O Supremo Tribunal Federal (STF) ampliou o cerco judicial sobre o ex-presidente Jair Bolsonaro e seu entorno político ao proibir, por decisão do ministro Alexandre de Moraes, que o senador e pré-candidato à Presidência Flávio Bolsonaro (PL-RJ) visite o pai até depois do primeiro turno das eleições, marcado para 4 de outubro. A medida, tomada nesta segunda-feira (13), decorre da leitura, por Flávio, de uma carta de teor político-eleitoral do ex-presidente durante transmissão ao vivo em redes sociais no sábado (11), o que, segundo Moraes, violou a proibição de Bolsonaro utilizar plataformas digitais, diretamente ou por intermédio de terceiros, e configurou desvio de finalidade do direito de visita.

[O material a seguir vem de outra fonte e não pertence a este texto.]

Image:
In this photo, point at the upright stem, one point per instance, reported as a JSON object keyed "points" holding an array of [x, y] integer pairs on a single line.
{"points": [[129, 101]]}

Na decisão, Moraes destacou que a frase usada por Flávio Bolsonaro para anunciar a transmissão — “É imperdível, um recado muito importante que ele quer dar a toda a nossa nação” — evidencia que o ex-presidente tinha plena ciência de que sua carta seria divulgada publicamente, descumprindo a cautelar que o submete. O ministro também determinou o envio de ofício ao Ministério Público Eleitoral (MPE) para investigar se o senador cometeu propaganda eleitoral antecipada, prática vedada pela legislação eleitoral antes do período oficial de campanha.
Contexto da prisão domiciliar e reações políticas
A suspensão das visitas ocorre em meio à manutenção da prisão domiciliar de Jair Bolsonaro, renovada por Moraes há dez dias mediante a entrega de todas as armas registradas em nome do ex-presidente. O prazo original da prisão domiciliar expirou em 25 de julho. Antes disso, Bolsonaro esteve detido na Superintendência da Polícia Federal e, em 15 de janeiro deste ano, foi transferido para uma sala de Estado-Maior no 19º Batalhão da Polícia Militar, no Complexo Penitenciário da Papuda, em Brasília. A carta lida por Flávio, na qual o ex-presidente o elogia como “melhor opção” para combater corrupção, violência e empobrecimento, gerou críticas imediatas de outros pré-candidatos ao Planalto, como Ronaldo Caiado (PSD) e Renan Santos (Missão), além de um recurso do PT no STF. O vice-líder do governo na Câmara, Lindbergh Farias (PT-RJ), autor do recurso, alega que Bolsonaro “descumpriu deliberadamente as condições impostas” ao redigir uma carta de conteúdo político-eleitoral, posteriormente lida e exibida por Flávio em transmissão ao vivo.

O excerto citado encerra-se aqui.